Je suis le Petit Nicolas

Je m'apprête à enfoncer une 732ème porte ouverte depuis la création de cette lettre hebdomadaire qui paraît plus ou moins tous les mois. Aujourd'hui, vous (n')apprendrez (pas) que René Goscinny était un génie et que le Petit Nicolas, c’est moi et sans doute la plupart d’entre vous

C’est devenu un rituel. Tous les cinq ans environ, je relis quelques volumes du Petit Nicolas. Parce que ça me ramène en enfance. Parce que l’écriture de Goscinny a ce don de nous apporter quelque chose de différent à chaque âge de la vie. Parce que Nicolas, c’est l’enfant en chacun de nous, l’enfant simple qui s’assume comme tel parce que c’est le meilleur moyen de prendre du bon temps. Nicolas, tu lui donnes une épave et un drap troué, il part camper à la rivière avec les copains, une boîte de conserve et c’est la coupe du monde (avec arbitre somalien même si tu veux), un sourire de Marie-Edwige et c’est la dolce vita.

J’aime aussi cette capacité de Goscinny à ne pas chercher à éviter les clichés, mais au contraire à mettre les deux pieds dedans pour que ses personnages totalement archétypaux soient en réalité chacun un morceau de la personnalité du héros du livre et, par extension, du lecteur.

Je passe vite sur ce qu’il nous dit sur le monde des adultes (des petites mesquineries qui peuvent surgir dans les rapports de couple au diktat des normes sociales qui nous font faire n’importe quoi).
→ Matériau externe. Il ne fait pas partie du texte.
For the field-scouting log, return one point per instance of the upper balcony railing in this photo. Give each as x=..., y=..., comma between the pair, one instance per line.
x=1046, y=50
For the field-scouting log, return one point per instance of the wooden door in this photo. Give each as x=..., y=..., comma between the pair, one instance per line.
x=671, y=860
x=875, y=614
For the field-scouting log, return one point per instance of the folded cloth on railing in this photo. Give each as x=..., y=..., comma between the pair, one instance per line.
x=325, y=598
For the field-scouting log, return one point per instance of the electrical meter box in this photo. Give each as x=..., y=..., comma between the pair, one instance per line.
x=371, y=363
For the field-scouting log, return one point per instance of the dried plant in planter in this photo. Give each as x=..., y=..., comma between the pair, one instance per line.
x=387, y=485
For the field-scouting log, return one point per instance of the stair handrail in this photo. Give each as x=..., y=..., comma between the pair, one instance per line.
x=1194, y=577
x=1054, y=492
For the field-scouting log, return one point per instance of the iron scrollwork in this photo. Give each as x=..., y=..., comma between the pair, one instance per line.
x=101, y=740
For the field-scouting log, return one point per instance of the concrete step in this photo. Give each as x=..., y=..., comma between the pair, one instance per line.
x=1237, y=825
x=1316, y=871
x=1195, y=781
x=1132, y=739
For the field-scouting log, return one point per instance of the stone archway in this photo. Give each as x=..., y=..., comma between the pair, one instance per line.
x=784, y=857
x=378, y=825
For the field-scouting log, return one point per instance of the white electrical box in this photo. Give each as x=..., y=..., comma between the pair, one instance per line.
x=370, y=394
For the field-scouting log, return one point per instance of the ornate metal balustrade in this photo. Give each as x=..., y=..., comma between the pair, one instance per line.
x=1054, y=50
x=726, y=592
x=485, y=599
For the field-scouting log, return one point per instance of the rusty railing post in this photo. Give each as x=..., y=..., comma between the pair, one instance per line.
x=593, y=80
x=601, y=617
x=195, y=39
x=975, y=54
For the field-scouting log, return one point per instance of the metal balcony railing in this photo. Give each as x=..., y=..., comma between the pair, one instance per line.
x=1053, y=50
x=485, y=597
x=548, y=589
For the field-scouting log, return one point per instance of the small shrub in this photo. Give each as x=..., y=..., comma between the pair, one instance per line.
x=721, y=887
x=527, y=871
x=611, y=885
Chacun choisira les phrases qui lui parlent. J’exhume celle-ci qui vous paraîtra peut-être ridicule, mais qui traduit bien je trouve cette incapacité qu’on a parfois (presque tout le temps, en ce qui me concerne) à maîtriser sa parole jusqu’au bout. Je vais pas le dire, je vais pas le dire… je l’ai dit :

« Un facteur a apporté un paquet pour moi. C’était un cadeau de Mémé. Un cadeau terrible et vous ne devinerez jamais ce que c’était : une montre-bracelet »

J’adore celle-ci aussi :

« Chaque fois qu’on veut jouer à la guerre, on se bat parce que personne ne veut faire l’ennemi »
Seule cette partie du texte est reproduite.